Classification is the process of putting people, animals or things into groups or classes according to certain characteristics. So we classify people into children and adults according to age or men and women according to sex. We may subdivide adults into young, middle aged and old according to certain limits of age that we allocate for each group. We may classify diseases according to the organ they primarily involve into e.g. heart diseases, lung diseases, kidney diseases and so on.

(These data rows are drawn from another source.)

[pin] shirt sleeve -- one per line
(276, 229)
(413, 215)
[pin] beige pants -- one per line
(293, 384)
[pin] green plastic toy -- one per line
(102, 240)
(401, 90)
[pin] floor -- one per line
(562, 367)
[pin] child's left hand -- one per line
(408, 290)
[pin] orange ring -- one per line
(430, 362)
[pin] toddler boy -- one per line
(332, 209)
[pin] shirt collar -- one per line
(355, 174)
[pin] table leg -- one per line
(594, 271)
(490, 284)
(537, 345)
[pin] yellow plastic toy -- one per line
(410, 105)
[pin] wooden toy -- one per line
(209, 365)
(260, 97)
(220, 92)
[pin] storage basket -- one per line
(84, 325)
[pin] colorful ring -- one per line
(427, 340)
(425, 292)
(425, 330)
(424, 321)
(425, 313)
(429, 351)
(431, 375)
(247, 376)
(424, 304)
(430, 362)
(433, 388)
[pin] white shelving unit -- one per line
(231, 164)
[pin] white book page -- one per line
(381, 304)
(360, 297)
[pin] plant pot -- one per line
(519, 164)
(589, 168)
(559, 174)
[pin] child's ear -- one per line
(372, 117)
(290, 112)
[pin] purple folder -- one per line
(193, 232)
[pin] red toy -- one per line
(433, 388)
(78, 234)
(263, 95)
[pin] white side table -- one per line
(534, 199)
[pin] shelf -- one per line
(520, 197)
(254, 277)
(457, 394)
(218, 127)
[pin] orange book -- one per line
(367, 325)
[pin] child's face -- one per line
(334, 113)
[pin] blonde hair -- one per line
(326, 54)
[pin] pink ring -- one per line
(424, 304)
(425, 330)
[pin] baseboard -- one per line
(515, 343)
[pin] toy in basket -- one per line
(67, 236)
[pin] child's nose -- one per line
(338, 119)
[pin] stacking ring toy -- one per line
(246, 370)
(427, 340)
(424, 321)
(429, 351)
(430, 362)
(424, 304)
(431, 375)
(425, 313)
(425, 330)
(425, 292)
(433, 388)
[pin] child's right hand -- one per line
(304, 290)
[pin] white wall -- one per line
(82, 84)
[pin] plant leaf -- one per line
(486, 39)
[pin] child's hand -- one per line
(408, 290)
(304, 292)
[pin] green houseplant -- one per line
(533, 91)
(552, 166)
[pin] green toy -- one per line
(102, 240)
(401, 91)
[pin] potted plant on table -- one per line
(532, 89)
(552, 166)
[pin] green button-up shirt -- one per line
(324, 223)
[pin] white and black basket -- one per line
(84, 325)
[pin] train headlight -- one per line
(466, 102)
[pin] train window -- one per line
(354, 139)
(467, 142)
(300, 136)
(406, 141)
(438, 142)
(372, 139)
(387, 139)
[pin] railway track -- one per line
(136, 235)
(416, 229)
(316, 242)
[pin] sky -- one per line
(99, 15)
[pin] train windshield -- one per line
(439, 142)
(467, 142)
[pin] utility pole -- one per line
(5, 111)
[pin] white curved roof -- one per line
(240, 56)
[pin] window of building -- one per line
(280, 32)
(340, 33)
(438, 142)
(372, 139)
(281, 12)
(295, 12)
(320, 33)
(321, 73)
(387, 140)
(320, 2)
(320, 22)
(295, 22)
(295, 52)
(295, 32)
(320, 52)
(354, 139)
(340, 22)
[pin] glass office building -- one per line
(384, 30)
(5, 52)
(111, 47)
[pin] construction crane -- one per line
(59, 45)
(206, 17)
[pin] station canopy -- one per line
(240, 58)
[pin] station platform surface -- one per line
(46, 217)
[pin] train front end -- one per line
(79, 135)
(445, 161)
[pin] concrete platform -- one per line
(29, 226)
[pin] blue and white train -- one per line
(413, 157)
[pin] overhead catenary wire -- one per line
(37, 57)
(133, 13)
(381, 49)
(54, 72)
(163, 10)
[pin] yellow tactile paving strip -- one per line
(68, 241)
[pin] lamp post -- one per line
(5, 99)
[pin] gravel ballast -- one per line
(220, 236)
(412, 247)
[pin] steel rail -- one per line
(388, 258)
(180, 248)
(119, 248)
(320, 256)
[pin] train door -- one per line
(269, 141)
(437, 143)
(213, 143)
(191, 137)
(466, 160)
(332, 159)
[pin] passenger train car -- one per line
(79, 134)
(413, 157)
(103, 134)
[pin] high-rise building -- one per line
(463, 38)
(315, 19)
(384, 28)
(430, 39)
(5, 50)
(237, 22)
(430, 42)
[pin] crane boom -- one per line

Sharing a certain characteristic may indicate sharing other characteristics e.g. old people may be more prone to certain diseases than younger adults or children. These classifications which deal with groups have important effects on our dealing with individuals. In medicine we usually translate the occurrence (incidence or prevalence) of a disease in the group into a probability in the individual. For example, if 50% of old people have osteoporosis, when we have an elderly patient we say he has a 50% chance (probability) of having osteoporosis. If 80% of heart failure in elderly people is caused by atherosclerosis and we have an elderly patient with heart failure we think that the cause of his heart failure is atherosclerosis with a probability of 80% and so on. This translation of occurrence into probability is logical. However it may lead to an erroneous conclusion if done blindly. The following example explains this.

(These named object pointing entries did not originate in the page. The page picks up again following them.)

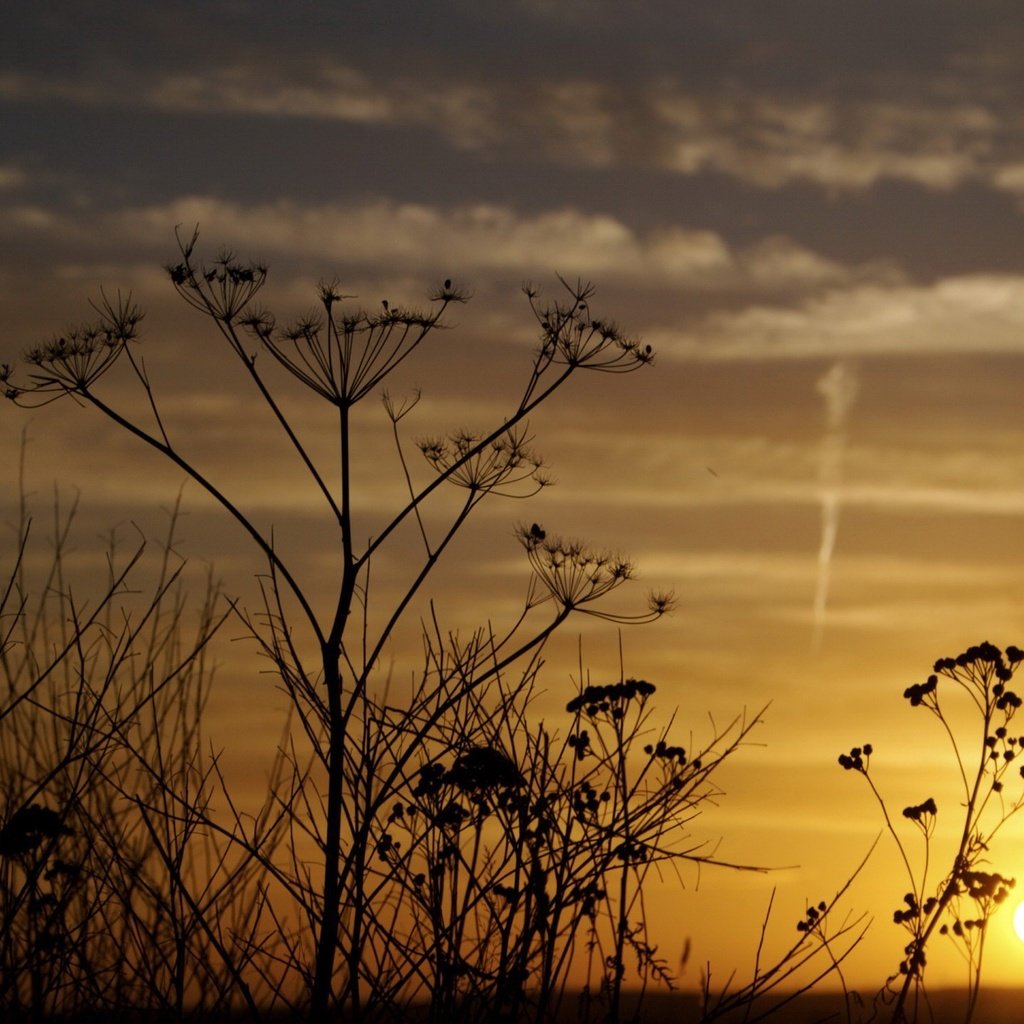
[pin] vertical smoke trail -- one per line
(839, 388)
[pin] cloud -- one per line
(964, 313)
(473, 239)
(762, 138)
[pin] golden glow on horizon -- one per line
(1019, 921)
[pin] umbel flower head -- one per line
(572, 574)
(497, 467)
(73, 361)
(570, 335)
(343, 354)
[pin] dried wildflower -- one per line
(222, 288)
(484, 768)
(858, 759)
(605, 699)
(499, 466)
(571, 336)
(28, 827)
(72, 363)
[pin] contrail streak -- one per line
(839, 388)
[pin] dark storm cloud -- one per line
(840, 95)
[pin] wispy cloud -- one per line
(764, 139)
(980, 312)
(482, 237)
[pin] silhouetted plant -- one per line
(112, 894)
(462, 853)
(961, 903)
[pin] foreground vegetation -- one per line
(438, 852)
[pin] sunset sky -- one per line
(813, 210)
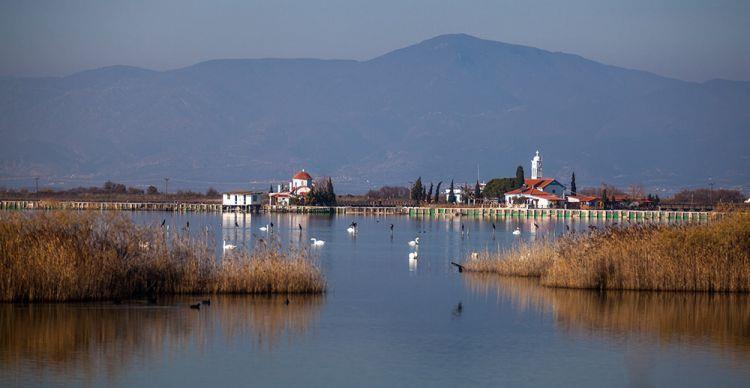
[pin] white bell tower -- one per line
(536, 166)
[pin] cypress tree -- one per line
(451, 194)
(519, 177)
(416, 190)
(330, 194)
(573, 189)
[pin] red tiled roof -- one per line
(536, 193)
(302, 175)
(583, 198)
(541, 182)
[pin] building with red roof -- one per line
(537, 191)
(300, 185)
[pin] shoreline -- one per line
(495, 212)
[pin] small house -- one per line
(241, 201)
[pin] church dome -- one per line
(302, 175)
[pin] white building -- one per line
(537, 191)
(300, 185)
(240, 200)
(536, 166)
(457, 191)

Students are taught that in children nephrotic syndrome is caused by minimal change glomerulonephritis in 80% of cases while only 20% of cases in adults are caused by minimal change disease. The most common cause of nephrotic syndrome in adults, they are taught, is membranous glomerulonephritis. Consequently when they see an 18 or 20 year old man with nephrotic syndrome and you ask them what the most likely cause of his nephrotic syndrome is, many will answer membranous glomerulonephritis because he is an adult. The answer is the effect of classifying adults who represent a very large and heterogeneous collection as one group or class. When adults are taken together membranous glomerulonephritis is the most common cause because the group includes many middle aged and elderly people in whom this disease is the commonest cause. That is not the case in young adults. The 80% likelihood of a minimal change disease being the cause of nephrotic syndrome in a child does not dramatically drop to 20% when the child reaches an age that puts him in the adult category. Nature does not change its behavior according to the limits we use in our classification. The 80% chance in say a 5 year old child may become 75 in a 10 year old, 65 in a 15 year old and 60 in a 20 year old. The probability may drop to 20% in a 40 or 50 year old and to less than that in a 60 or 70 year old man (these imaginary figures are only to explain the idea and are not claimed to be real). In other words minimal change is still the most likely cause of nephrotic syndrome in the very young adult and its probability decreases gradually as the age advances. Classification helps us to understand and remember various scientific facts but we have to keep in mind that the sharp boundaries between classes or subclasses are frequently artificial. They are created by us and not necessarily present in nature.